Seringkali gue mengeluh dengan kondisi aktivitas yang tidak bisa di-reduce ini. Selain berat, fisik gue juga kadang nggak mampu. Namun letak anehnya disini, ketika sudah terbiasa sibuk dan mendapat waktu senggang tanpa ada kesibukan lain justru gue cari-cari kerjaan supaya tetap merasa sibuk. Sebagian pikiran gue berpendapat ini sudah menancap erat sehingga menjadi habits. Well, sedikit buka kartu sekarang gue sudah menginjak usia 17 tahun. Pernah ada tetangga yang beranggapan gue dewasa banget karena yang nanya anak kelas 1 SD. Dia terkagum gitu ngeliat gue yang udah "besar" ini. Gue malah ngerasa aneh, gue gak ngerasa sebesar itu. Setelah gue selidiki, penyebabnya karena gue jarang bergaul. Pulang sekolah diem di rumah, kerjain tugas, baca buku, main laptop dll. Segalanya gue kerjain dirumah. Gak heranlah, gue gak ada punya temen di komplek. Gue tertutup, anak rumahan, gak tau keadaan sekitar. Dan itulah yang menyebabkan gue gak berkembang secara mental. Gue merasa masih berumur 15 tahun.  Like nothing happens. Ini bagian jeleknya. Gue udah tau masalahnya dan tinggal penyelesaiannya aja. 

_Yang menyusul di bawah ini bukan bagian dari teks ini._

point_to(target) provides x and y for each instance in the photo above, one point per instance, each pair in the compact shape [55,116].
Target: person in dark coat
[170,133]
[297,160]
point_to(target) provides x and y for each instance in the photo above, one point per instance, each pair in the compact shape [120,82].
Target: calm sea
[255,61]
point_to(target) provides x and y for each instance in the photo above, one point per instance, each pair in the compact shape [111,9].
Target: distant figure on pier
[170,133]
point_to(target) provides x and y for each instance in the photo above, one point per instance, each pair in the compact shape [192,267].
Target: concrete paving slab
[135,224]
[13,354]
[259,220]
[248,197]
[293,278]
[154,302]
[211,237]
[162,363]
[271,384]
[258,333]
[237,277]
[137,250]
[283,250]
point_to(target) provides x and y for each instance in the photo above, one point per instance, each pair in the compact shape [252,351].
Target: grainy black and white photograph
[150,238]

Gue ikut ngaji rutin. Setidaknya gue tau perkembangan dunia, semisal ekonomi Indonesia, pemerintahannya, remaja, dan banyak masalah yang lainnya. Yang kurang hanyalah, bagaimana mengkomunikasikannya pada khalayak tentang apa-apa yang udah gue ketahui. Karena gue merasa ini penting. Sangat penting untuk diketahui yang lain juga. Sekarang kebanyakan remaja gak sadar, mereka sedang dijajah pemikirannya. Lancang ya? Sejatinya itu emang bener. Dengan gadget, sosmed, life style dan banyak lagi bibit dari Barat membuat mereka gak tau apa sih yang sedang terjadi sekarang. Gue yang berstatus remaja juga merasa penjajahan baru ini terasa lebih keras dampaknya dibandingkan dengan penjajahan fisik. Hidup seolah-olah di dunia saja, gue-gue elu-elu, muda hura-hura tua kaya-raya, dan banyak lagi. Hanya sedikit remaja yang berusaha peduli. Tanpa melihat balasan apa yang didapat dari manusia lainnya.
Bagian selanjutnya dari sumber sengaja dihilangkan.